Fixing our Fiscal Health: Budget Deficits and Health Care Costs

October 25, 2012

Mark Azic

Unless you live in a cave, you’ve no doubt heard about the impending “fiscal cliff” – which is actually much more slope than cliff – and the need for major steps to fix our nation’s financial future. While the fiscal showdown is overhyped, the long-term deficits projections aren’t. So does this mean we’ll need to give Big Bird a pink slip? No. Cutting funding for PBS, Pell Grants, and Acorn doesn’t make a dent in future deficits. Neither do bigger changes, like ending the war in Afghanistan or ending the Bush tax cuts for high earners. The reason for this is that projections of future deficits are driven almost entirely by health care costs. 

Next to other industrialized nations, the U.S. healthcare system is wildly inefficient. Despite only average results, the U.S. spends more per person – in many cases twice as much – on health care than any other OECD country. Between Medicare, Medicaid, and a few smaller programs, the government buys about half of all health care, and therefore savings from lower costs would have a dramatic effect on deficits.  

The graph below shows just how dramatic. The graph plots projections for US publicly held debt as a percentage of GDP, and what those projections would look like if the U.S. healthcare system had the same cost per person as Australia, Canada, or Germany. (The baseline projections come from the Congressional Budget Office’s relatively pessimistic alternative fiscal scenario, and projections include interest payments.) 

hc-spending-fig-1

If the US had the health care costs of Australia, we’d see public debt in 2022 fall from a projected 90 percent of GDP to a much more manageable 60 percent. Having the same costs as Canada and Germany would make that number only slightly higher, at around 64 percent of GDP. 
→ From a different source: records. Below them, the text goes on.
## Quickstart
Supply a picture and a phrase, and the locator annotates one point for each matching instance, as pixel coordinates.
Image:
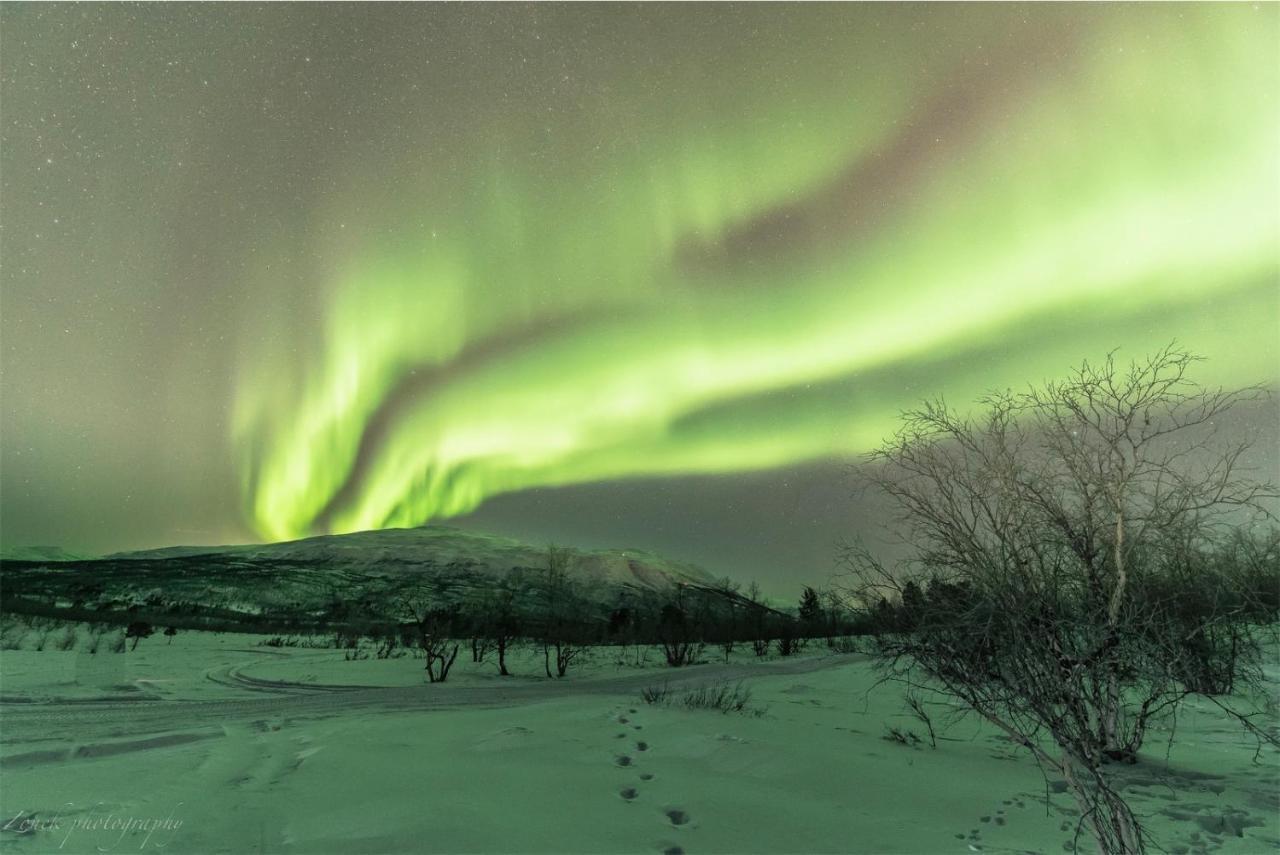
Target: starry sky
(626, 275)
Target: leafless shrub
(1075, 566)
(656, 694)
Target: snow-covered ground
(216, 744)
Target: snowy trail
(94, 727)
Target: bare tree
(1052, 542)
(433, 620)
(562, 611)
(498, 622)
(758, 617)
(679, 631)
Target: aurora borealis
(324, 268)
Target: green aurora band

The curves for Australia, Canada, and Germany all have the same shape. The reason for this is that the graph is based on taking the current ratio of U.S. health care spending per capita to AUS/CAN/GER health care spending per capita. Will this ratio remain constant over the next decade? Probably not. Per person health care spending in the U.S. has consistently grown faster than in Canada and Germany, and lagged Australia. That trend implies savings would actually be larger than depicted in the cases of Canada and Germany, and less in the case of Australia.

The next graph offers another look at the potential savings from lower healthcare costs, this time not in terms of GDP, but in dollars:

hc-spending-fig-2

Over the course of the decade, the savings from having the same per-person health care costs as Australia, Canada, and Germany would total $7.3, $6.2, and $6.4 trillion dollars, respectively.

Still, the need to lower health care costs is rarely discussed by our politicians or media. This last chart compares lower health costs with three more widely discussed policies on debt reduction. The graph shows that even if you support these policies, they don’t have nearly the same effect as lowering health costs.

hc-spending-fig-3

Therefore, while we’ll continue to be bombarded with talk of the need for “shared sacrifice” and a “grand compromise” involving cuts to essential programs like Social Security and Medicare to curb future deficits, the real issue is a broken private sector healthcare system. If costs in the healthcare system are not brought under control, there are no realistic solutions to the deficit problem.